SYDNEY, Sept 25 (Reuters) - The Australian dollar was on Friday set for its worst weekly performance since mid-March as investors bet on further monetary policy easing in the country, while its New Zealand peer was also on track to end the week lower.
The Australian dollar was last up 0.3% at $0.7065. Earlier this week, it hit a two-week low of $0.7016.
For the week so far, the currency is down 3%, its largest weekly drop since mid-March when fears of a coronavirus-driven world recession wreaked havoc across global financial markets.
Investor attention is squarely on Oct.6 board meeting of the Reserve Bank of Australia (RBA) where some economists are predicting a cash rate cut to 10 basis points. On the same day, the federal government will unveil its annual budget where it is seen likely to keep the fiscal tap open for years to come.

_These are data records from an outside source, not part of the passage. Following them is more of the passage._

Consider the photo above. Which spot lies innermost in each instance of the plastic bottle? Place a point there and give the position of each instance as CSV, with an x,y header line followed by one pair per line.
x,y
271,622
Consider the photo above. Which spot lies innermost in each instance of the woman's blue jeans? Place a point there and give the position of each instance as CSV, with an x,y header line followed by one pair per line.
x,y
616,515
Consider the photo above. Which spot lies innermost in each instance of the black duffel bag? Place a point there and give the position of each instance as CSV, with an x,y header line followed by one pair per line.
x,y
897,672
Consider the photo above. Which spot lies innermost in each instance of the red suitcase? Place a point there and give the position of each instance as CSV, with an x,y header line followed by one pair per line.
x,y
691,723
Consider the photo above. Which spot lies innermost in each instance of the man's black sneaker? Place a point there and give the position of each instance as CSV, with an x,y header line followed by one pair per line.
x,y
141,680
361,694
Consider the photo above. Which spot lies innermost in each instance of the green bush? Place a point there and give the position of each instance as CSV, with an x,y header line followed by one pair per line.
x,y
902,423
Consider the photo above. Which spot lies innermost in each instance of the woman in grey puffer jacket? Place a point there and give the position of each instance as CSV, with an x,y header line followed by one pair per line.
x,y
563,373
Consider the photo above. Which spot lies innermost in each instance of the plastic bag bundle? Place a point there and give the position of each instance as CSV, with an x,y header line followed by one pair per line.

Across the Tasman Sea, the New Zealand dollar was last up 0.2% at $0.6558.
The kiwi is down 2.9% so far this week, having touched a one-month low of $0.6512 on Thursday.
Earlier this week, New Zealand’s central bank hinted at further monetary easing while warning the economy may need support for a long time as the world grapples with the COVID-19 pandemic.
Weaker risk appetite has also weighed on the antipodean currencies led by dour global economic data, fresh coronavirus restrictions in Europe and fading hopes of U.S. fiscal stimulus.
Next week, the spotlight will return to U.S. politics with the first presidential debate scheduled for Wednesday.
Government bonds were little moved.
In New Zealand, the long-dated bonds were slightly higher, with yields down 1 basis point along the long-end of the curve.